Il se tourna vers sa maîtresse :
– Je t’avais dit, chérie, qu’il n’y a rien à faire avec ce têtu !
Je fus congédié. Et ce fut la dernière démarche de l’archonte pour faire de moi un valet.
Rude hiver… Engourdissement… Les arbres, les kiosques pliaient sous le poids du givre et de la neige. La cour était plongée dans la tristesse, mais cette tristesse n’était pas due uniquement à la rigueur de la saison. Les fidèles serviteurs de l’archonte nous apprirent que la vie intime de celui-ci était devenue un enfer, que Floritchica cuisait notre maître à petit feu et qu’il ne se passait pas un jour sans qu’il y ait des disputes orageuses. Cela expliqua l’absence des fêtes et le renvoi, aux calendes grecques, du mariage et de la noce que tout le monde attendait.
Un soir, je me trouvais dans ma coliba, que la bise secouait furieusement, et regardais le feu des branches avec un sentiment de voluptueuse détresse. Je raisonnais déjà à ce moment-là comme un homme d’âge mûr, et je jugeais la vie avec une lucidité que les expériences qui ont suivi n’ont point dépassée.
Ainsi, le regard braqué sur les palpitations des flammes, ma raison envisagea froidement ma situation. Je me voyais arrivé au monde grâce à un plaisir accidentel de Cosma, le résultat d’un plaisir entre mille. Et je haïs Cosma. Je me voyais languir parmi les brutes grâce à la volonté de Cosma d’affronter la potéra, tandis qu’il eût été bien plus sage de suivre l’idée d’Élie qui proposait d’abandonner la contrebande et de nous sauver à travers les marécages. Et cela me fit détester Cosma. Maintenant, un sentiment bien plus atroce me tourmentait : le soupçon que Cosma ne souffrait pas assez de ma détention, et qu’il continuait sa vie libre et joyeuse, se souciant peu du sort des autres, s’appropriant tout ce qui lui donnait envie et se moquant de son existence comme de celles qu’il écrasait autour de lui. Et alors, j’en voulus à Cosma comme à un ennemi.
Un dégoût amer me prit à la gorge. La vie n’eut plus de sens. Prison ou forêt libre, plaisir ou souffrance m’apparurent comme des choses également absurdes.

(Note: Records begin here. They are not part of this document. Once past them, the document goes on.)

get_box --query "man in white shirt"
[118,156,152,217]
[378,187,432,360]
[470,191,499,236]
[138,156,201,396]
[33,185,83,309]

Le feu de branches s’assoupissait lentement, comme mon désir de vivre. En ce moment, la porte de ma coliba s’ouvrit. Floritchica apparut.
Elle était enveloppée dans une longue chouba de renard au col relevé sur le châle qui lui couvrait la tête et duquel son visage ressortait comme une image de madone méridionale. Ses orbites hâves et la souffrance qui marquait ses traits m’impressionnèrent.

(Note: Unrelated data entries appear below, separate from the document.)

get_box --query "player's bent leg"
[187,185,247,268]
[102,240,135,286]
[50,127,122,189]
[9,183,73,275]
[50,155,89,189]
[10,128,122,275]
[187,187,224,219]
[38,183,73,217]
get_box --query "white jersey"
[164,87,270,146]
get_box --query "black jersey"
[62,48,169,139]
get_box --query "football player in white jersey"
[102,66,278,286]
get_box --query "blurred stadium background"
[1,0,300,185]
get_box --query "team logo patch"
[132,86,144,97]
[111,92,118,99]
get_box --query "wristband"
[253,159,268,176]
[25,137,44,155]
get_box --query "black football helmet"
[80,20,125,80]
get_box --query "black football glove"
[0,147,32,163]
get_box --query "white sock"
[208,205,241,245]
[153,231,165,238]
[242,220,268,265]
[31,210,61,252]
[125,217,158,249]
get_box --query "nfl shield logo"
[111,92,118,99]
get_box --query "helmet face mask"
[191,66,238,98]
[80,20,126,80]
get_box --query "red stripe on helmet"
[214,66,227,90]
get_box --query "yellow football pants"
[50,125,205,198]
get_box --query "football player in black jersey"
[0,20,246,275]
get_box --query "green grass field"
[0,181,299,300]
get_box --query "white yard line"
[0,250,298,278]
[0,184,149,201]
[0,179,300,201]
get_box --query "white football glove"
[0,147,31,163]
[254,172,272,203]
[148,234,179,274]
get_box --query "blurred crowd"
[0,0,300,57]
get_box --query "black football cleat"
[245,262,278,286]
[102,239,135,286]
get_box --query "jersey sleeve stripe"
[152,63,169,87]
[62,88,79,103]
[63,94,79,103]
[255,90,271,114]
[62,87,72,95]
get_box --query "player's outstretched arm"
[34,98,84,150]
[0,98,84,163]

Après avoir secoué la neige, elle se laissa choir sur le bord de mon grabat… Je m’empressai de lui offrir mon escabeau… Elle se tut comme si je n’avais rien dit et me regarda… Je la regardai… Longuement, nous nous regardâmes… Puis, je lui tournai le dos et ne fis plus attention ; je l’oubliai. Qu’est-ce que c’est qu’une belle madone méridionale dans une chouba de renard quand on a quinze ans et qu’on languit en prison ?

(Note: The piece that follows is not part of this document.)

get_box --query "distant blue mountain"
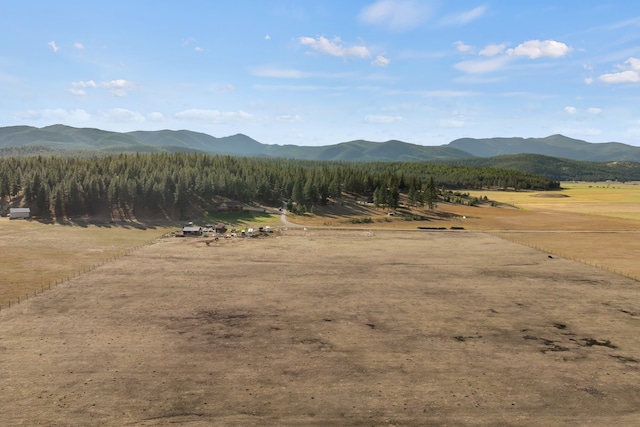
[1,124,640,162]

Plus tard, deux mains plus fines que le plus fin velours saisirent mes joues. Floritchica se lamenta avec des paroles inspirées par Dieu, avec une voix qui venait du ciel :
– Enfant de la forêt !… Enfant de l’amour !… Tu es le résultat de l’illusion. Tu es beau ; tu es intelligent ; tu es fier, et tu préfères la mort à l’esclavage… Tu pâlis dans une coliba entourée de hautes murailles, quand tu as droit au palais sans digue que les chênes bâtissent sur les montagnes… Tes yeux fixent un misérable feu de branches, quand ils devraient contempler l’incendie des forêts… Et des hauteurs où planent les aigles, tu es tombé dans une écurie… Mais c’est peut-être juste que ce soit ainsi : les enfants expient souvent les péchés de leurs parents.
– Qui es-tu, ensorceleuse, qui crois que les enfants doivent expier les péchés de leurs parents ?
– Je suis celle qui a cherché le bonheur complet, qui a voulu rêver, les yeux ouverts sur le soleil, et qui s’est brûlé les yeux !
Une haleine parfumée frôla mon visage, des lèvres fiévreuses baisèrent mon front, et Floritchica disparut comme elle était venue.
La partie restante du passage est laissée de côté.